Economia

Dal blocco licenziamenti al nuovo contratto di rioccupazione: come sta cambiando il lavoro?

Per arginare l’effetto tsunami previsto dopo il 30 giugno 2021 e garantire stabilità ai lavoratori, attraverso il Decreto Sostegni bis si affaccia nel nostro ordinamento giuslavoristico un nuovo contratto di lavoro.

 

Alla fine la tanto attesa proroga del blocco dei licenziamenti non ha trovato conferma nell’ultimo Decreto Sostegni bis, varato dal Consiglio dei Ministri che prevede il blocco dei licenziamenti fino al 30 giugno 2021.

E’ dato  di fatto quindi che dal 1 luglio le imprese che usciranno dalla CIG COVID-19  non saranno più obbligate al divieto di licenziamento, mentre quelle  imprese che vorranno utilizzare la cassa integrazione ordinaria dal 1 luglio, automaticamente si vedranno esentate dal pagare il contributo addizionale fino al 31 dicembre 2021 che però, farà scattare, l’impegno da parte delle stesse al  blocco dei licenziamenti.

Il dibattito anche molto acceso sul blocco dei licenziamenti si è protratto per un lungo periodo di tempo e, alla fine ha trovato la sua conclusione nel Decreto Sostegni bis che invece si orienta più  verso gli incentivi alle assunzioni, forte della preoccupazione che una proroga del blocco licenziamenti potrebbe causare effetti controproducenti al riavvio delle imprese andando ad appesantire tale processo che non porterebbe vantaggi nè al datore di lavoro, né al lavoratore.

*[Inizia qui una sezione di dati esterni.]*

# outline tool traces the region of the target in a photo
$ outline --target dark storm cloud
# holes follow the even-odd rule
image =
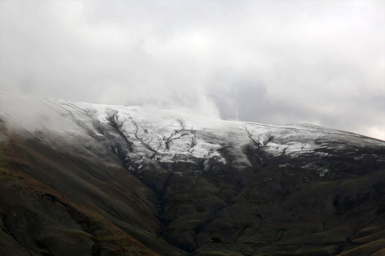
[[[0,2],[2,90],[384,139],[383,1]]]

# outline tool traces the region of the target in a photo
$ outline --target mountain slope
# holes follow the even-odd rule
[[[0,96],[0,251],[332,255],[385,248],[384,141],[310,125]],[[213,238],[221,242],[205,242]]]

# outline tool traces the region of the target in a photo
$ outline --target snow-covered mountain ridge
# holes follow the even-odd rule
[[[52,146],[55,143],[45,136],[47,133],[69,136],[88,149],[96,140],[130,161],[145,158],[169,165],[176,161],[194,164],[203,160],[225,162],[221,152],[227,148],[236,156],[236,163],[233,164],[241,169],[250,166],[243,153],[247,146],[258,149],[263,163],[266,157],[295,157],[325,148],[339,150],[346,146],[384,145],[383,141],[359,135],[306,124],[268,125],[145,107],[5,93],[1,96],[2,118],[12,120]],[[89,153],[97,152],[90,150]]]
[[[0,93],[2,255],[382,255],[384,175],[336,130]]]

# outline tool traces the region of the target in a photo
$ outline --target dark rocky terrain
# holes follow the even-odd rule
[[[0,255],[385,255],[384,141],[0,95]]]

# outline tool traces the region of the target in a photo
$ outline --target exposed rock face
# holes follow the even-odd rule
[[[384,141],[307,124],[0,95],[2,255],[385,248]],[[213,238],[220,242],[205,242]]]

Ma cosa era o, cos’è, il blocco dei licenziamenti, si tratta di quella misura introdotta con il decreto legge 18 del 2020, estesa fino al 30 giugno 2021, che di fatto vieta la facoltà al datore di lavoro di procedere al licenziamento dei dipendenti:

  • per le procedure di individuazione dei lavoratori da mettere in mobilità;
  • di licenziamenti collettivi cioè quella procedura che aziende con più di 15 dipendenti mettono in atto quando vogliono procedere ad una  riduzione, trasformazione o cessazione della attività produttiva;  
  • individuale per giustificato motivo oggettivo solitamente per motivi economici.

La politica dell’esecutivo Draghi è orientata si, verso  il rilancio del mercato del lavoro ma attraverso quegli incentivi per l’occupazione che vadano in aiuto ai  disoccupati soprattutto giovani, attraverso l’introduzione di  sgravi fiscali sulle nuove assunzioni come il cosiddetto “Contratto di Rioccupazione”.

Se dal 1 luglio ci sarà la ripresa dei licenziamenti nella speranza che riguardi un numero inferiore rispetto allo tsunami  che ci si aspetta, per attutirne l’impatto, il governo Draghi ha provveduto con delle opportune  misure come per i due settori più colpiti dalla pandemia che sono stati il commercio e il turismo prevedendo  uno sgravio totale a coloro che riconfermeranno i lavoratori usciti dal lungo periodo di cassa integrazione covid, anziché licenziarli.

Tornando al  contratto di rioccupazione che  partirà dal 1 luglio, si tratta di un  incentivo per le assunzioni introdotto in via straordinaria a causa della pandemia da Covid 19 e varrà soltanto per le assunzioni a tempo indeterminato e per le assunzioni effettuate nel periodo dal 1 luglio al 31 ottobre 2021.

Nello specifico, si tratta di un esonero pari al 100% dei contributi previdenziali a carico dei datori di lavoro per un periodo massimo di 6 mesi, nel limite massimo di 6.000 euro annui, riparametrati su base mensile.

 

È indirizzata a tutti i settori lavorativi non solo a quello che hanno   subito maggiormente le conseguenze del covid, ed è legato alla formazione, difatti il dipendente dovrà essere formato dall’azienda la quale al termine del periodo stabilito potrà decidere se confermarlo o meno, al termine del periodo dell’inserimento le parti possono recedere comunque dal contratto,  se, nessuna delle due parti recede allora il rapporto di lavoro prosegue come lavoro subordinato a tempo indeterminato.

Non possono comunque usufruire di questo strumento i datori di lavoro che nei sei mesi precedenti all’ assunzione hanno proceduto a licenziamenti individuali per giustificato motivo oggettivo, o, a licenziamenti collettivi.  

Questo intervento vuole dare stabilità lavorativa ai lavoratori, andando a risolvere in parte il precariato e a ridurre la disoccupazione in forte aumento nell’ultimo anno, precisando che non sono contemplati i rapporti di lavoro basati su contratti a tempo determinato o flessibili proprio perché non garantiscono stabilizzazione e certezza lavorativa.

Un nuovo contratto di lavoro entra nell’ordinamento giuslavoristico.